My first post about Arianna Huffington's new book, Third World America: How Our Politicians are Abandoning the Middle Class and Betraying the American Dream talked about the Great Recession, the Great Bailout, and the Great Cover-up of financial crimes, including massive and widespread predatory lending fueled by phony securities and derivatives. My second post talked about corruption and mismanagement that led to local fiscal problems and problems in city services. I used the Chicago Police Department's problems as an example and mentioned an essay by Lt. John Andrews, a 25-year CPD veteran, which was posted on his personal blog.
Yesterday's Chicago Tribune reported that Internal Affairs Department is investigating Lt. Andrews because of his essay. (The investigation was initiated before my August 25 post, but I was unaware of the investigation at the time I posted.)
According to the Tribune:
The charge against Andrews points to a comment he made regarding recently promoted Cmdr. Anthony Carothers. Carothers' brother Isaac is a former alderman who was sentenced to 28 months in federal prison this summer on bribery and tax charges.

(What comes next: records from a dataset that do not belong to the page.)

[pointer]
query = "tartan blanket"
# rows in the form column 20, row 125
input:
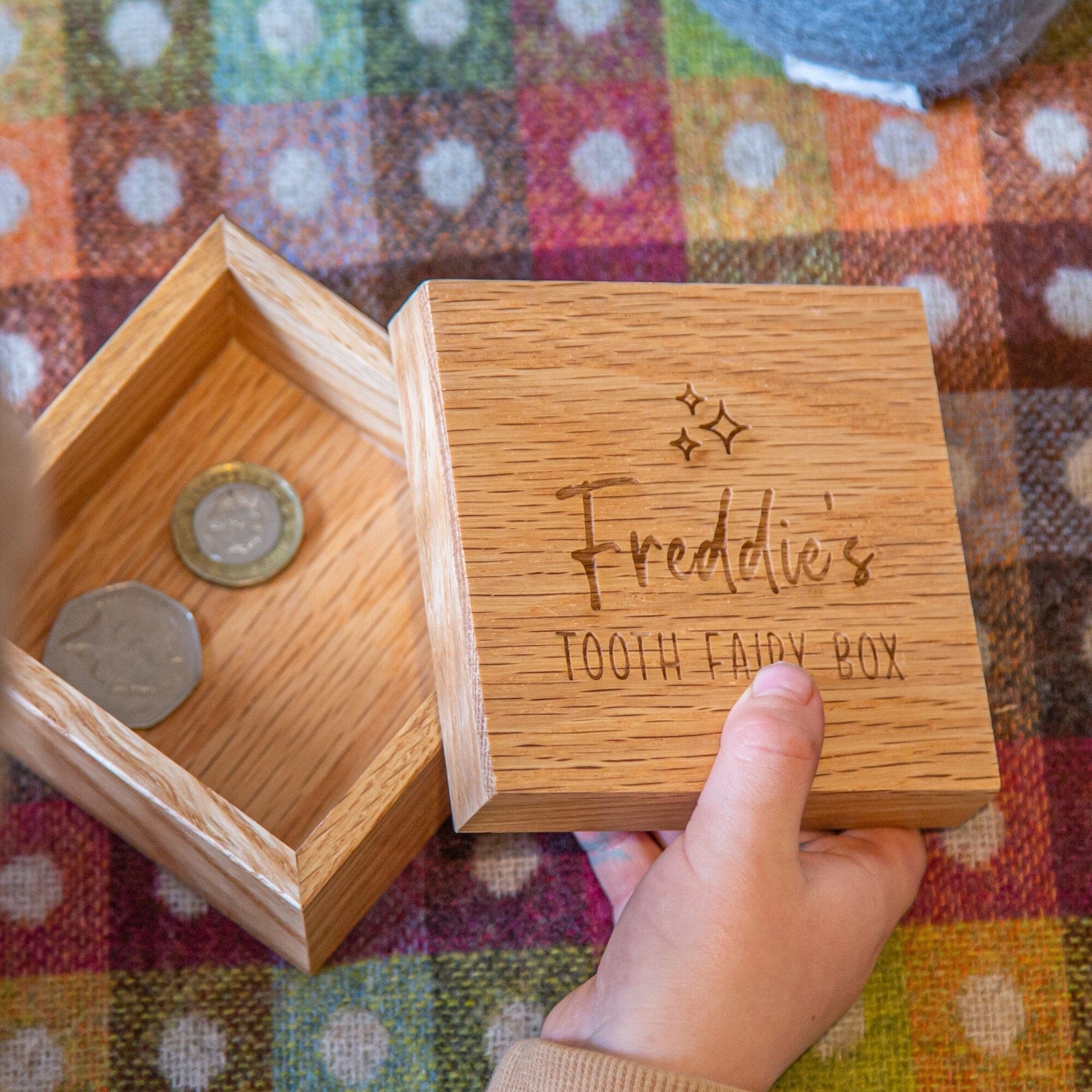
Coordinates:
column 378, row 142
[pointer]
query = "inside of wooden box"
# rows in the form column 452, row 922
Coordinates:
column 305, row 677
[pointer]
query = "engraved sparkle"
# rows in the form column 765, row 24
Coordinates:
column 690, row 399
column 736, row 427
column 686, row 444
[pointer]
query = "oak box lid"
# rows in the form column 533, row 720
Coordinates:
column 629, row 497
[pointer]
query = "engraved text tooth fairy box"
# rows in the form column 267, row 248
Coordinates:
column 306, row 770
column 630, row 497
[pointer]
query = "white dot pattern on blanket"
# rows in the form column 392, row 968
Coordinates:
column 1056, row 139
column 976, row 842
column 31, row 1061
column 300, row 182
column 513, row 1021
column 940, row 304
column 906, row 148
column 992, row 1012
column 1079, row 473
column 150, row 190
column 20, row 368
column 845, row 1035
column 451, row 174
column 505, row 863
column 754, row 154
column 11, row 40
column 138, row 32
column 354, row 1045
column 192, row 1052
column 1068, row 299
column 31, row 888
column 183, row 903
column 603, row 163
column 985, row 647
column 586, row 18
column 288, row 30
column 15, row 200
column 965, row 478
column 438, row 23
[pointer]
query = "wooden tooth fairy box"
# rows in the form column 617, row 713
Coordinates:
column 631, row 497
column 306, row 770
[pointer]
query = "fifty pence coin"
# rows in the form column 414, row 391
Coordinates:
column 237, row 525
column 131, row 649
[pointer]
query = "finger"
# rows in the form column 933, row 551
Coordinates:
column 753, row 803
column 879, row 869
column 572, row 1019
column 620, row 861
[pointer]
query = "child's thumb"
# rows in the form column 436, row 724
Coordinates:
column 753, row 803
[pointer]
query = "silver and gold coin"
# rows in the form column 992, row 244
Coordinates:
column 134, row 650
column 237, row 525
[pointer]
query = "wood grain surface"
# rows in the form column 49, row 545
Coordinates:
column 630, row 497
column 306, row 770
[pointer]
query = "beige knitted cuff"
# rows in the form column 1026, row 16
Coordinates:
column 534, row 1065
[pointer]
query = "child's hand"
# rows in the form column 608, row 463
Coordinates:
column 745, row 939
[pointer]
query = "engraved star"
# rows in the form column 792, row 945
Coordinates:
column 690, row 399
column 736, row 427
column 685, row 444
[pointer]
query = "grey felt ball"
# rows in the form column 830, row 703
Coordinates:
column 939, row 46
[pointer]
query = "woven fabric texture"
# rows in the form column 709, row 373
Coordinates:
column 377, row 142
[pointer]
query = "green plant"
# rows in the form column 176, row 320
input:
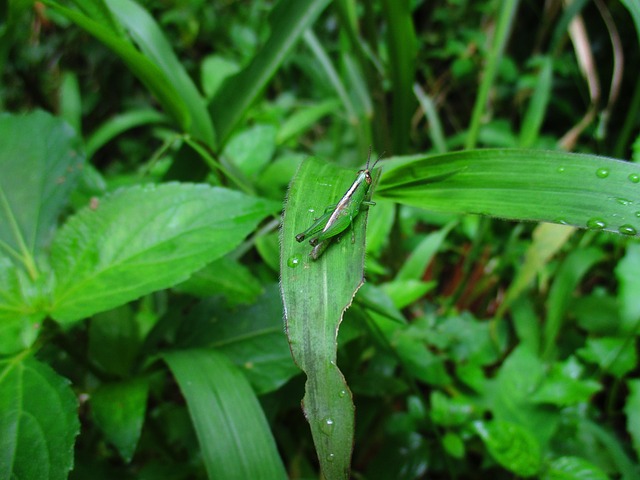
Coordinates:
column 145, row 252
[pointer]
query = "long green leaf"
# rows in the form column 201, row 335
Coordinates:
column 151, row 40
column 402, row 45
column 289, row 19
column 146, row 71
column 315, row 295
column 582, row 190
column 234, row 435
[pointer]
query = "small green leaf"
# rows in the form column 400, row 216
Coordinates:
column 512, row 446
column 251, row 336
column 119, row 410
column 563, row 387
column 234, row 435
column 582, row 190
column 142, row 239
column 251, row 150
column 616, row 356
column 38, row 173
column 573, row 468
column 38, row 421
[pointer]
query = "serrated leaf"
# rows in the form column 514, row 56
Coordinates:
column 234, row 435
column 512, row 446
column 20, row 311
column 142, row 239
column 38, row 421
column 315, row 295
column 38, row 173
column 251, row 336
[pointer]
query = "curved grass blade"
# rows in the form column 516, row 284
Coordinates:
column 586, row 191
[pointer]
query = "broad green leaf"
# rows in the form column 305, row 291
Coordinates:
column 582, row 190
column 114, row 341
column 140, row 65
column 512, row 446
column 234, row 435
column 288, row 21
column 632, row 411
column 520, row 376
column 40, row 160
column 142, row 239
column 315, row 295
column 572, row 468
column 38, row 421
column 151, row 40
column 214, row 70
column 21, row 311
column 250, row 336
column 119, row 411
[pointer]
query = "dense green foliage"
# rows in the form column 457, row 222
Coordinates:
column 157, row 160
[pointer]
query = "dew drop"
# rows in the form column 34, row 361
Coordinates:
column 327, row 426
column 596, row 224
column 627, row 230
column 293, row 261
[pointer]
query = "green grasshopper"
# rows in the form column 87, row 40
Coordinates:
column 337, row 218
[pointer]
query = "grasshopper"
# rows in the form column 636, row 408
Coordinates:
column 337, row 218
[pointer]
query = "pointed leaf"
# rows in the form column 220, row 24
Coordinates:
column 315, row 295
column 234, row 435
column 142, row 239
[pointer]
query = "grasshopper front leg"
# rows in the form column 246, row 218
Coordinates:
column 318, row 225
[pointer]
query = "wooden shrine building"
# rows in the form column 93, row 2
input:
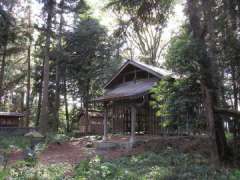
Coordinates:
column 126, row 100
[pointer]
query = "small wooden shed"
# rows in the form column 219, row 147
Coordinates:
column 10, row 119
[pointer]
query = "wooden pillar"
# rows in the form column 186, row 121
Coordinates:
column 133, row 123
column 105, row 123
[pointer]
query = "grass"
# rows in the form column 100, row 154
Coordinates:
column 9, row 142
column 168, row 165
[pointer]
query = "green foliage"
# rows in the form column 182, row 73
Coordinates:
column 166, row 165
column 235, row 175
column 3, row 174
column 183, row 54
column 56, row 138
column 22, row 170
column 176, row 99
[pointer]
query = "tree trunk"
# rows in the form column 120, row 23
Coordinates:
column 29, row 71
column 2, row 72
column 59, row 49
column 208, row 81
column 43, row 124
column 66, row 103
column 86, row 104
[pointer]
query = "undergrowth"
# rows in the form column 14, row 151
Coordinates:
column 168, row 165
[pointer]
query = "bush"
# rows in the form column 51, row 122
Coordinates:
column 166, row 165
column 24, row 170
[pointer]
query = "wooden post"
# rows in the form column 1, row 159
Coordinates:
column 133, row 124
column 105, row 123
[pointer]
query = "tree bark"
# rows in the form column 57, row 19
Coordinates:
column 44, row 124
column 208, row 79
column 86, row 104
column 66, row 103
column 2, row 72
column 59, row 49
column 28, row 71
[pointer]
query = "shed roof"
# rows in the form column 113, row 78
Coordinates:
column 11, row 114
column 130, row 89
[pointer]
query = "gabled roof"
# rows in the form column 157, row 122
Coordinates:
column 156, row 71
column 130, row 89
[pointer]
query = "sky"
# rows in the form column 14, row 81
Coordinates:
column 109, row 20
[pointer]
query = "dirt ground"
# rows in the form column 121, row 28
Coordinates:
column 74, row 151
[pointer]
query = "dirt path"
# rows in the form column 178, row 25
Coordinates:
column 71, row 152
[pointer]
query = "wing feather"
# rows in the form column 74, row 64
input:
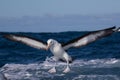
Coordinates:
column 88, row 38
column 28, row 41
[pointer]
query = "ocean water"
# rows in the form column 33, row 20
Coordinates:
column 99, row 60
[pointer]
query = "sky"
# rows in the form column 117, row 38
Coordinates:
column 58, row 15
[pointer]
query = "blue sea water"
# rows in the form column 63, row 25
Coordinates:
column 99, row 60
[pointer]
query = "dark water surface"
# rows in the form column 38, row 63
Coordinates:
column 97, row 61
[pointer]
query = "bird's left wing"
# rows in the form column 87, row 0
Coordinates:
column 88, row 38
column 28, row 41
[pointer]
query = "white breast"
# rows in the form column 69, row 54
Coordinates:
column 57, row 50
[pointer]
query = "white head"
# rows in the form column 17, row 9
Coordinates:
column 51, row 42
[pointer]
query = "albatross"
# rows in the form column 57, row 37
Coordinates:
column 58, row 49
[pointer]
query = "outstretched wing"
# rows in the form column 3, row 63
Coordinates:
column 28, row 41
column 88, row 38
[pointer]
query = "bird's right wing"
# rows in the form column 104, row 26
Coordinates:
column 28, row 41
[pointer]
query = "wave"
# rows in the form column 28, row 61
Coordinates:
column 80, row 69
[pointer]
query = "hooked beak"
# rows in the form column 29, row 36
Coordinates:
column 48, row 46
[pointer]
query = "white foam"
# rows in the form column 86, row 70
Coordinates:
column 96, row 77
column 36, row 71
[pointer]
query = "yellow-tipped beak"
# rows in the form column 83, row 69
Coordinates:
column 48, row 46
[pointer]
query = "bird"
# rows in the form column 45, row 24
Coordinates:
column 58, row 49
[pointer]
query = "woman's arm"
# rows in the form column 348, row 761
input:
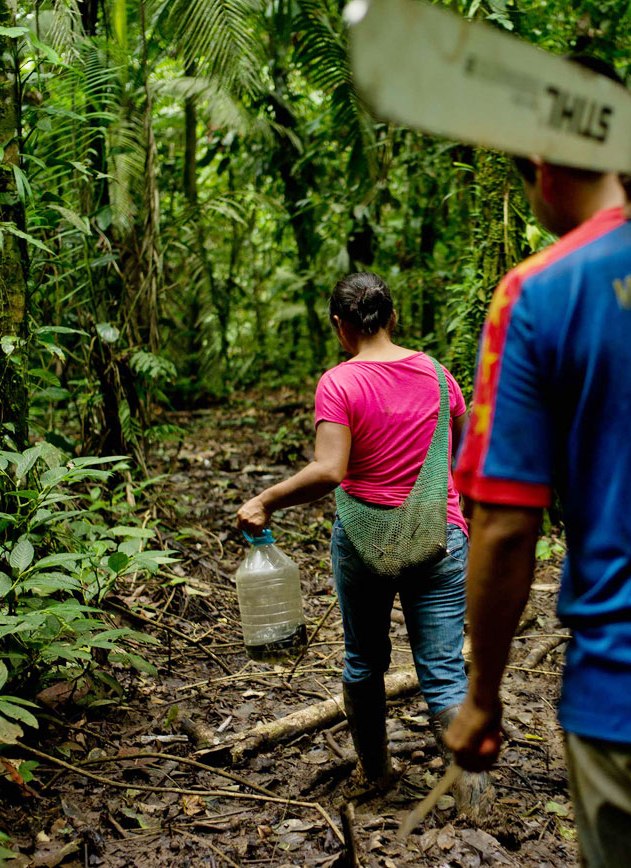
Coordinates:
column 319, row 477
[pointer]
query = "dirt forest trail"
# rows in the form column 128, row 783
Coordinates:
column 221, row 761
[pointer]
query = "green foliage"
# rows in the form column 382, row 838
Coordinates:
column 287, row 443
column 58, row 560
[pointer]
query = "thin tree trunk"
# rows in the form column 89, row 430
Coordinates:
column 14, row 257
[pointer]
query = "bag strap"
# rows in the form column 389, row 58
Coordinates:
column 436, row 463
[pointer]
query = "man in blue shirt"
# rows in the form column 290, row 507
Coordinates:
column 552, row 407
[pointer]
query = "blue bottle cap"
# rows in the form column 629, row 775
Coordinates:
column 264, row 539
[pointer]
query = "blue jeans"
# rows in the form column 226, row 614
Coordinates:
column 433, row 603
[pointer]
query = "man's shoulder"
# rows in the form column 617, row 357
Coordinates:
column 580, row 244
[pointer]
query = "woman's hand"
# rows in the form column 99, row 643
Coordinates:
column 253, row 516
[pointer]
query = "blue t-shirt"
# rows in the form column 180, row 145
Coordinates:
column 552, row 407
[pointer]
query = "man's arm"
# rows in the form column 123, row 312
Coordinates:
column 501, row 565
column 319, row 477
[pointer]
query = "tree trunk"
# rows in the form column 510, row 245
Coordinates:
column 14, row 258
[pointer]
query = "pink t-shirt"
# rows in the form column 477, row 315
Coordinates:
column 391, row 409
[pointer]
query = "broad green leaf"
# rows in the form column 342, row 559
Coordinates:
column 132, row 531
column 49, row 53
column 12, row 229
column 9, row 732
column 48, row 583
column 8, row 344
column 6, row 584
column 13, row 32
column 22, row 185
column 118, row 561
column 557, row 808
column 91, row 460
column 107, row 332
column 21, row 556
column 131, row 547
column 76, row 220
column 135, row 660
column 26, row 462
column 55, row 651
column 62, row 559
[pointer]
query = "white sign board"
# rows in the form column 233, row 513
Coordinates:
column 426, row 67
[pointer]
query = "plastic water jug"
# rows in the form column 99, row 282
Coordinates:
column 270, row 602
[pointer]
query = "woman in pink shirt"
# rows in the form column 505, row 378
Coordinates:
column 375, row 416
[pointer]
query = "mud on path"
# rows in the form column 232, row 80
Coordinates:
column 136, row 790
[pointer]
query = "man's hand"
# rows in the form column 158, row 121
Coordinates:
column 253, row 516
column 475, row 736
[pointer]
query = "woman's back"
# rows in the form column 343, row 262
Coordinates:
column 391, row 409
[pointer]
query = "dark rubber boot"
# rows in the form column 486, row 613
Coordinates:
column 473, row 791
column 365, row 705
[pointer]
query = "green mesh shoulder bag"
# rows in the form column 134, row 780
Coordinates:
column 391, row 539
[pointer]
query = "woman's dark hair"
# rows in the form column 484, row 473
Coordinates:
column 363, row 300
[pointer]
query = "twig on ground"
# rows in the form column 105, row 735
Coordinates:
column 299, row 722
column 292, row 671
column 206, row 843
column 181, row 791
column 192, row 641
column 542, row 649
column 347, row 815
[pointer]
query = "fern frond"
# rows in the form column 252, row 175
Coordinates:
column 221, row 38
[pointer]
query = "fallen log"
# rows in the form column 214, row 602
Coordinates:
column 215, row 753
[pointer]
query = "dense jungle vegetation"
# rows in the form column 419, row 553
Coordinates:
column 181, row 183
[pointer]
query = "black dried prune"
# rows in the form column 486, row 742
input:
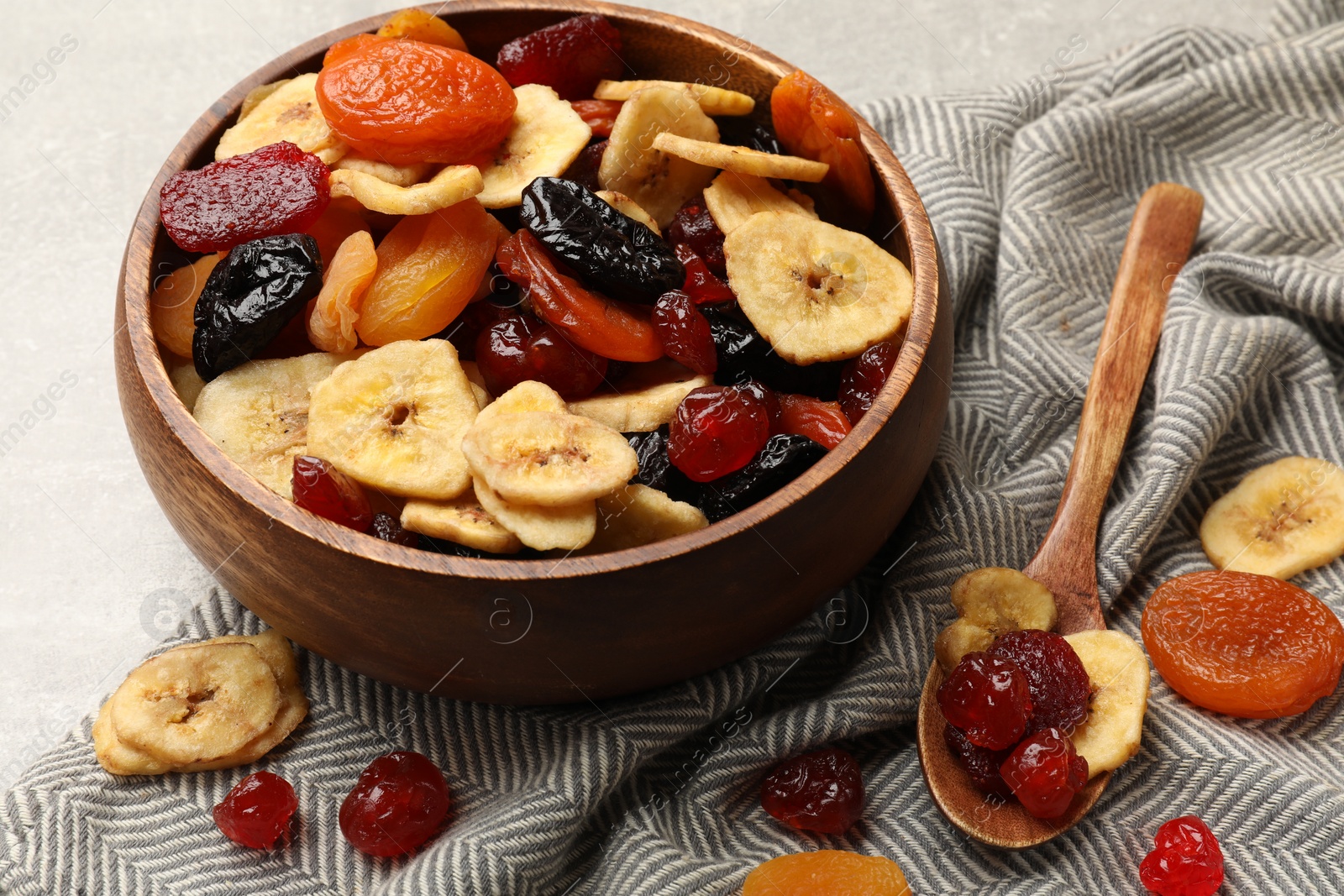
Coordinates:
column 250, row 296
column 616, row 253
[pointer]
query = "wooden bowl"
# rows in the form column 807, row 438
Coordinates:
column 544, row 631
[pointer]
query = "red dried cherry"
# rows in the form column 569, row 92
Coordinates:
column 396, row 805
column 864, row 376
column 685, row 332
column 569, row 56
column 1059, row 685
column 988, row 699
column 1045, row 772
column 717, row 430
column 255, row 813
column 275, row 190
column 523, row 348
column 1187, row 860
column 322, row 490
column 820, row 792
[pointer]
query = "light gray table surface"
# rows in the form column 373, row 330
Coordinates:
column 87, row 557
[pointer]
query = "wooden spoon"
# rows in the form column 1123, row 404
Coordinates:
column 1160, row 238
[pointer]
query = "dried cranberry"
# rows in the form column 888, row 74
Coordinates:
column 570, row 56
column 523, row 348
column 717, row 430
column 685, row 332
column 1187, row 860
column 988, row 699
column 1045, row 772
column 696, row 228
column 322, row 490
column 820, row 792
column 396, row 805
column 864, row 378
column 1059, row 685
column 275, row 190
column 255, row 813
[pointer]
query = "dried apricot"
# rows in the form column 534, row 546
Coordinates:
column 827, row 872
column 1245, row 645
column 429, row 266
column 407, row 101
column 812, row 123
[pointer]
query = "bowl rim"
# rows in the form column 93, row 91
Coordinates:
column 136, row 281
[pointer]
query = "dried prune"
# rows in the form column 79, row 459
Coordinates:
column 613, row 251
column 275, row 190
column 250, row 297
column 569, row 56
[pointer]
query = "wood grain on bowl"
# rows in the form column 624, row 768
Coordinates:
column 561, row 629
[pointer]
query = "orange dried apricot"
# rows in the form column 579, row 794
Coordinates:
column 172, row 305
column 331, row 324
column 811, row 123
column 428, row 270
column 407, row 101
column 1245, row 645
column 827, row 872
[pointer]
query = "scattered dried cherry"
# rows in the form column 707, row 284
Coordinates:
column 396, row 805
column 255, row 813
column 1055, row 676
column 988, row 699
column 820, row 792
column 322, row 490
column 1186, row 860
column 250, row 297
column 717, row 430
column 275, row 190
column 1045, row 772
column 569, row 56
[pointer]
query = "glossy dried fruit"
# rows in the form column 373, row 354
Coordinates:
column 257, row 810
column 407, row 101
column 250, row 297
column 616, row 253
column 396, row 805
column 988, row 699
column 429, row 268
column 812, row 123
column 1045, row 772
column 570, row 56
column 1242, row 644
column 1055, row 676
column 820, row 790
column 591, row 320
column 1186, row 860
column 275, row 190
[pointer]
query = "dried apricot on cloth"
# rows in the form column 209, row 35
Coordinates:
column 1245, row 645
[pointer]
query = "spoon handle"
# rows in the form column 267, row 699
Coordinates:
column 1160, row 238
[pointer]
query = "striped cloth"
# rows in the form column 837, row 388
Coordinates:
column 1032, row 191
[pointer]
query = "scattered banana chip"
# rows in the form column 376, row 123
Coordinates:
column 1284, row 517
column 288, row 113
column 636, row 515
column 658, row 181
column 732, row 197
column 741, row 159
column 257, row 412
column 553, row 459
column 548, row 136
column 813, row 291
column 394, row 419
column 1119, row 672
column 714, row 101
column 447, row 188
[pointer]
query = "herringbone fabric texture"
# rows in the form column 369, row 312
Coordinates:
column 1032, row 191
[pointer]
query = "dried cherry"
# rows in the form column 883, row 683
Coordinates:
column 569, row 56
column 275, row 190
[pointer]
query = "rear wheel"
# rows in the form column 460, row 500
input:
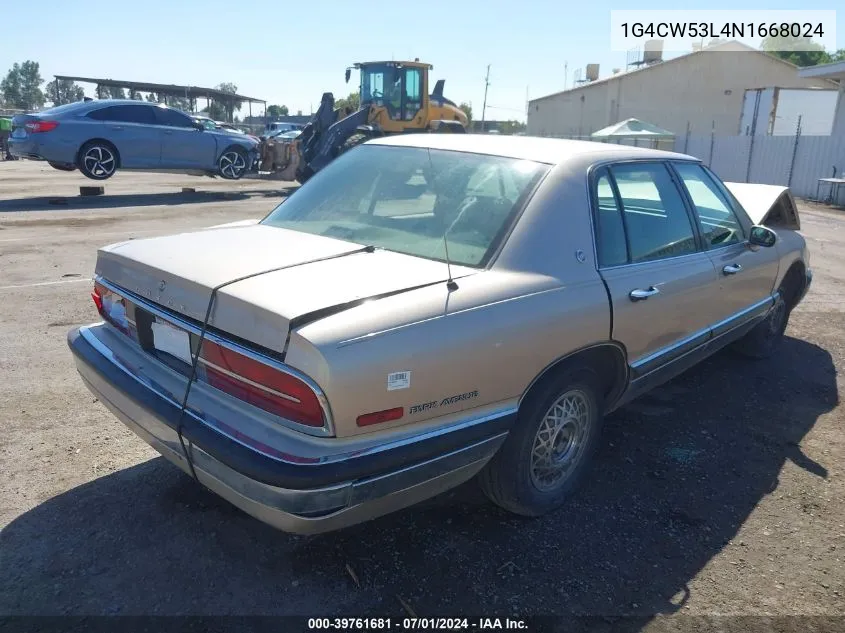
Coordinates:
column 62, row 166
column 765, row 337
column 98, row 160
column 232, row 163
column 545, row 457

Andrews referred to Carothers' promotion as a "recent example of alleged political corruption ties to top tier leadership." He said his promotion less than a month after his influential brother's sentencing gave the appearance of impropriety.
Police Superintendent Jody Weis wouldn't comment specifically on Andrews' case this week but spoke about how leaders are people who "look to inspire, motivate and look for solutions to challenges."
Lt. Andrews took a courageous step when he made his concerns about the Chicago Police Department public. He's an adult, and he knew there could be serious repercussions. He stepped forward anyway. The Chicago Tribune points out that if Lt. Andrews was speaking up as a matter of public interest as a concerned citizen, and not airing a private grievance, his essay should enjoy First Amendment protection:
There is a serious First Amendment issue here," said Sheldon Nahmod, a constitutional law and civil rights professor at Chicago-Kent College of Law.
Nahmod said free speech law should permit Andrews to post his comments without discipline as long as he's speaking as a public citizen and out of public concern, rather than simply airing personal grievances.
"(Andrews) was griping about the morale of the Police Department in general, the support it's getting from its supervisors, superiors and from politicians, and that's not the same thing as a personal gripe," Nahmod said.
After re-reading the essay, it seems to me it should enjoy First Amendment protection. You can decide for yourself, since his essay, "A City at War with Itself : Chicago -- Fast Tracking to Anarchy Understanding the Organizational Paralysis of the CPD and the Mission to Recovery," is still posted.